Things are not as simple as they appear. It's a clear fact that we learn over and over again, usually the hard way. Yesterday was humid and overcast and exactly as I suspected would happen, my friend Karu Gamage, who invited me out here with colorful promises about everything we'd do and see, didn't feel like doing much of anything or going anyplace in particular. As the day passed it got more humid and light rain turned to an occasional heavy shower. The sounds of insects and birds kept up all day and the aroma of a thousand flowers hidden in the thorn scrub wafted up to my room. It was an exotic beautiful relaxing thing to experience in the dry zone, a sere place I had come to think might be the worst corner of Sri Lanka. I can't complain.
Like every experience here the events of the day were unexpected, a lassitude that would be astounding if I hadn't already seen and experienced it in the village and elsewhere. The TV wailing with popular Hindi music all morning in the large main room where sound reverberates and is amplified. But no one is quiet anyway and there's not much quiet around. People make noise and shout and play the TV loud. The bread trucks scream their stanza of Beethoven (Für Elyse?) The lottery stands blast Sinhala music. Buses never quieten. No way to fight it. Go with it. Experiencing Sri Lanka with Sri Lankans is what I'm here for.
Halfway through the day in the late morning things started to coalesce, Karu got out of his sarama (sarong), and it started to be time to go to town. When Karu's son Kasum had been here a few days ago there was a lot of coming and going. Kasum had brought guests and he had a car and so did they so it seemed people were taking short trips everywhere. Karu doesn't drive and neither does his younger brother by 12 years, who stays around the place, does some general maintenance, and prepares simple but complex, exquisitely balanced curries for our too-frequent meals, who will take over the foundation. But we are high and dry here without a vehicle.
A tuk tuk into town and back is Rs 350, 300 if you're only going one way and Rs 400 if you have errands to run like we did. Trivial for a tourist maybe but a chunk of change if you're running a foundation on your retirement income.
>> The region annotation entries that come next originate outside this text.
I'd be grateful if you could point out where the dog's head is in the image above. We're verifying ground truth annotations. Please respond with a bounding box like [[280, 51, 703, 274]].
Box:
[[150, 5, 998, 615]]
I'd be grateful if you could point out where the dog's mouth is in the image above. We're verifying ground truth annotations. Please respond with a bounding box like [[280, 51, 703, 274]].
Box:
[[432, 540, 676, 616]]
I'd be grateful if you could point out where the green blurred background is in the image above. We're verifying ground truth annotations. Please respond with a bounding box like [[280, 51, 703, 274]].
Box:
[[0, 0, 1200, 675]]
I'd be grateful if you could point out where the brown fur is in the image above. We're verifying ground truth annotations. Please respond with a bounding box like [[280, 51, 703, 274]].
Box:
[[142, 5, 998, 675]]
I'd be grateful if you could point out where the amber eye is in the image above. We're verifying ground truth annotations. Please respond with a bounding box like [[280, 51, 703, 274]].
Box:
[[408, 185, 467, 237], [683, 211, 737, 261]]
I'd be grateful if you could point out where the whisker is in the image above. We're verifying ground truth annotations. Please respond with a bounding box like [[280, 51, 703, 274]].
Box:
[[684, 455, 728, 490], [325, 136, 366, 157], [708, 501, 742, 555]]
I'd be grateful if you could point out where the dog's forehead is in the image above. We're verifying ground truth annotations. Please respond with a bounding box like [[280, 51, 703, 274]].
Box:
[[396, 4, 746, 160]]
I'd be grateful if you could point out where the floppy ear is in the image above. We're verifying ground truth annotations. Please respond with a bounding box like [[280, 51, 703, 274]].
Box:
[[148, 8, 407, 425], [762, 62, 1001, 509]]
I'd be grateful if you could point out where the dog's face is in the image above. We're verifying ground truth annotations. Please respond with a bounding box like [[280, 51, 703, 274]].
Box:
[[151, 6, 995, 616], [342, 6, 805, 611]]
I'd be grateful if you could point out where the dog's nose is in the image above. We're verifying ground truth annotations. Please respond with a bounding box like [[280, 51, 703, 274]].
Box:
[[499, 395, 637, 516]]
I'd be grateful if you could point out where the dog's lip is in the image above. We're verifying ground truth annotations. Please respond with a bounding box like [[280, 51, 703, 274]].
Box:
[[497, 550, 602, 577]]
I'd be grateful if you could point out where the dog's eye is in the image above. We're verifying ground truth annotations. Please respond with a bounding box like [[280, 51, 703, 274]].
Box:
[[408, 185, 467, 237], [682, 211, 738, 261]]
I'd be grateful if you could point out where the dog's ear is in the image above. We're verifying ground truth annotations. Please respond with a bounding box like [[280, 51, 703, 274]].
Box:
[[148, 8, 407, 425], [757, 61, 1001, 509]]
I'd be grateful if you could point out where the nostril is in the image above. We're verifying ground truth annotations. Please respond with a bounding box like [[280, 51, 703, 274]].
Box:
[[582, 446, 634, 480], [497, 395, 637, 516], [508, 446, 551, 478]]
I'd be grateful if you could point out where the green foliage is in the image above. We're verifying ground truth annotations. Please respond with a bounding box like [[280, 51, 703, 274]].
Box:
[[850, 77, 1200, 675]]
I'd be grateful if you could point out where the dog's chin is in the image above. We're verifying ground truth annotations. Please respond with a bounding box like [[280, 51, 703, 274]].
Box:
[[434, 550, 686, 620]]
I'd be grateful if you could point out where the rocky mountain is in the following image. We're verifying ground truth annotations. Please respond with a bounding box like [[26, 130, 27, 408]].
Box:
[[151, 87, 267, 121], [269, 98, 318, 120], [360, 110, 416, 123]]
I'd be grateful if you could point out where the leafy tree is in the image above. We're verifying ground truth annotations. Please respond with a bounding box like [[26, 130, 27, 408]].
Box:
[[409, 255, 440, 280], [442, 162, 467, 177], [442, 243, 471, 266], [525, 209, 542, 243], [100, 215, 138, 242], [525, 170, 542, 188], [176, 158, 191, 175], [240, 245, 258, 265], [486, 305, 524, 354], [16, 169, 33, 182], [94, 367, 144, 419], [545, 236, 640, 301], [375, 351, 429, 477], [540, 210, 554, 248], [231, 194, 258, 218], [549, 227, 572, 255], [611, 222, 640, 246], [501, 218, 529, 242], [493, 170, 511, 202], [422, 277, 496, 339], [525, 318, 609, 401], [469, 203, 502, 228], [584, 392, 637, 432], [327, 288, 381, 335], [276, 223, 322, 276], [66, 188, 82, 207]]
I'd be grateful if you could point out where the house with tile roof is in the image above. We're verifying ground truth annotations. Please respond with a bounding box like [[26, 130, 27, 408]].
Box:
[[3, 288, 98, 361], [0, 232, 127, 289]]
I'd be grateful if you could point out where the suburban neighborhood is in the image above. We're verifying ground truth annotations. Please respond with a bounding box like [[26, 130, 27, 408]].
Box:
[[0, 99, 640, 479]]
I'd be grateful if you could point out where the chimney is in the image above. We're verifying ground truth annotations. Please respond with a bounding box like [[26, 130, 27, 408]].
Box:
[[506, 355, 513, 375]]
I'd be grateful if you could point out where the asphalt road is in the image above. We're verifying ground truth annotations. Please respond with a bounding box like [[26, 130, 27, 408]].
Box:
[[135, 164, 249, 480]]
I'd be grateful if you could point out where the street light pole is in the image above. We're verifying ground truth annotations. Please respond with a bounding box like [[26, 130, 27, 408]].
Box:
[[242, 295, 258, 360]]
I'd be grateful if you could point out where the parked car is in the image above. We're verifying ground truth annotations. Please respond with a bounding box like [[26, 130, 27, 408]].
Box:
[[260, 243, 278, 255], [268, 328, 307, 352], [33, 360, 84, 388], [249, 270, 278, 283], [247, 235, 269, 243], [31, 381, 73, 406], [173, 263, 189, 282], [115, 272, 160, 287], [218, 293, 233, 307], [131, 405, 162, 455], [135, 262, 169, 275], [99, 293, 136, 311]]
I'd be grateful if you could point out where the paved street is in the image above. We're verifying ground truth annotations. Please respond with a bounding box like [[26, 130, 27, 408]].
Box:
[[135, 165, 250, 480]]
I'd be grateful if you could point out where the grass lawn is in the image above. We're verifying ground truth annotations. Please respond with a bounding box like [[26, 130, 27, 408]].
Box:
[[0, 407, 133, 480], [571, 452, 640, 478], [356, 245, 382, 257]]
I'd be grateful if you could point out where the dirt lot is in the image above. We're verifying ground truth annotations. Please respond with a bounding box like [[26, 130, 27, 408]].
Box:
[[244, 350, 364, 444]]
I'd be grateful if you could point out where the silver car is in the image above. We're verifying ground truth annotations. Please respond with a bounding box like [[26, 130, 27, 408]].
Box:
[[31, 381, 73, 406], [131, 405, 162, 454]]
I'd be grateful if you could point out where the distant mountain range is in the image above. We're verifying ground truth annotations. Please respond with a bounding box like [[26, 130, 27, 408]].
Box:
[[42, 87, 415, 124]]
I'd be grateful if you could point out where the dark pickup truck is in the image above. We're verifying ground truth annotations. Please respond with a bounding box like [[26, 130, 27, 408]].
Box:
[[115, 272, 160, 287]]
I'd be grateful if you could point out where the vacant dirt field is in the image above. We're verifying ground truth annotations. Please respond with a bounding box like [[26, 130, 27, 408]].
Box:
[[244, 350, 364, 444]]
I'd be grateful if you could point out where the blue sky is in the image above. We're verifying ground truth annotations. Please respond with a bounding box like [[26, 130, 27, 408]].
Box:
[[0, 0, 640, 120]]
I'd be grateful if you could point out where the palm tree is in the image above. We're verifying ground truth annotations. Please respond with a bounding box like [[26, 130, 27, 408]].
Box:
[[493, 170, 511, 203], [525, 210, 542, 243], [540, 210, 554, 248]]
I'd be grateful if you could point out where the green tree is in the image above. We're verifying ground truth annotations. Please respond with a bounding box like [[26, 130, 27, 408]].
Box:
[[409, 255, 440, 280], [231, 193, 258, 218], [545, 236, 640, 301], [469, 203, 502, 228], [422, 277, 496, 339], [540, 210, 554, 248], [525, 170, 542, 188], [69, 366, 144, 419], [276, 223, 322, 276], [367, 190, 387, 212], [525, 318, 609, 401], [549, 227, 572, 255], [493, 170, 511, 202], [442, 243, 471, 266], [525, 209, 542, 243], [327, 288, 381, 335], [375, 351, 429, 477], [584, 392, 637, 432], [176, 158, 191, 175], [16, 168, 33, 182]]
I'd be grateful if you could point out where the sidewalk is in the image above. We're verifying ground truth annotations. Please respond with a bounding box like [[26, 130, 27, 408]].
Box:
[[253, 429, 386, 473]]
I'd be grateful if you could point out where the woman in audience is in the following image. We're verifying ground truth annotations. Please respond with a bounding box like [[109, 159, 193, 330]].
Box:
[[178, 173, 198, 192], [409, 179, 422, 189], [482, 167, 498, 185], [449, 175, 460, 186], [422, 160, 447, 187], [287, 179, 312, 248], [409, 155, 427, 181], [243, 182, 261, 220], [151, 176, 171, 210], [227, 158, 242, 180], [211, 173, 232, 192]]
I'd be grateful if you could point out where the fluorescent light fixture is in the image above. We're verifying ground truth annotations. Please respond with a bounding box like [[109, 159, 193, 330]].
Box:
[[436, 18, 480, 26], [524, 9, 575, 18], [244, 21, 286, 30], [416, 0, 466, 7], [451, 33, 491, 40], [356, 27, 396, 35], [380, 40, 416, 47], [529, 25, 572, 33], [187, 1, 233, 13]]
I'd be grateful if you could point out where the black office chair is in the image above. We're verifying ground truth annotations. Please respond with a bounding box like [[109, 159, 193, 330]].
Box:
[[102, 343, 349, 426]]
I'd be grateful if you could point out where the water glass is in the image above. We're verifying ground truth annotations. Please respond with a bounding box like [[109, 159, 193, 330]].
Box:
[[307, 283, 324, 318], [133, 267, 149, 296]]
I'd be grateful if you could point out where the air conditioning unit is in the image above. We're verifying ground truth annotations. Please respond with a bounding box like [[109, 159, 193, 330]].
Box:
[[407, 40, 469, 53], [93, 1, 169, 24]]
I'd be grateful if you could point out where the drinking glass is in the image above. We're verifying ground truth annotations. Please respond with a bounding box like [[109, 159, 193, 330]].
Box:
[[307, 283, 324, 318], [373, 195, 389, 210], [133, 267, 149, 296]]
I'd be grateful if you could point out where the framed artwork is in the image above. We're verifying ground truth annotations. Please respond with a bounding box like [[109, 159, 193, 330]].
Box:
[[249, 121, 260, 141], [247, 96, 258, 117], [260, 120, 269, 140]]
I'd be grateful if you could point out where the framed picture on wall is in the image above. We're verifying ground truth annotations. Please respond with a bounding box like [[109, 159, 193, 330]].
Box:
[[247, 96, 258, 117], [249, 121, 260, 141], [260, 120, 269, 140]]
Karu started Janoda Foundation built on a piece of land granted to him by former president Rajapaksa. There was a bit of money from foreign donors too. It was 2008 and Hambantota, which had lost thousands of people in an instant, was still reeling from the tsunami. Karu was just 60 or so, recently retired and deeply imbued with community spirit, the will, the skills, and the tools to implement change.
Community action was more than imperative. It was the moral thing to do and he did it. Hambantota is a tough place. He has lots of friends but he's not from here. The world changed. Sri Lanka shifted. A different world of needs and motivations evolved here and a model preschool for the community, conceptualized by Karu as a way out of destitution and communal strife, became a reality that was harder to sustain. Especially by an aging director with significant health problems who lives six hours away (on a good day) in Nugegoda.
I was called here to address that. Another strange fate for a Fulbrighter studying intangibles in the human landscape. Way out of my comfort zone too, especially when we get down to work about 8 PM, just about my bedtime, with dinner still ahead of us and drinks nowhere in sight.
But I wanted to write about some of the great things I've seen in Hambantota. Aside from the nighttime walk near the turtle hatchery on the scariest wildest beach I've ever seen in my life. A beach like you'd dream of in a nightmare. A beach where the waves are ten feet high and the drop to the sea a vertiginous 20 feet.
Aside from the way people's voices are so loud here when they get up in the morning and I'm writing. The way they seem to yell at each other. Playful like they're tumbling together through the mud.
Hambantota has an amazing well-preserved colonial section of town. A steep trip along a curved cobbled shaded roadway. The round prison-garrison-fortress that tops the hill, built in 1797, is just one highlight.
Below is the weekend market, a kind of open air pettah that Karu brought me to to do his shopping. I was back with Bu, back with Mr. Thavurajah, as Karu made his way from stall to stall buying coconuts, tiny dried prawns, dry cambodge fruit, a large knife, twenty pounds of rice.
We saw the fish market where he bought cubed pieces of tuna in the rain.
We went to the old city where he stopped in the bank.
We tried the newspaper stand to buy the weekend Mirror for his brother but it was closed.
Hambantota has come back to life. It was brought to life for me in the gentle rain. Wish I could help breathe some life into the foundation. But a new morning is here. It's 6:15. Karu and his brother have been up since 5, like me, yell-talking in the main room. The TV will come on soon. The Korean monks are meant to come to town today and that will be a diversion. There are 24 hours left here before I have to get to Colombo. We'll see how it goes.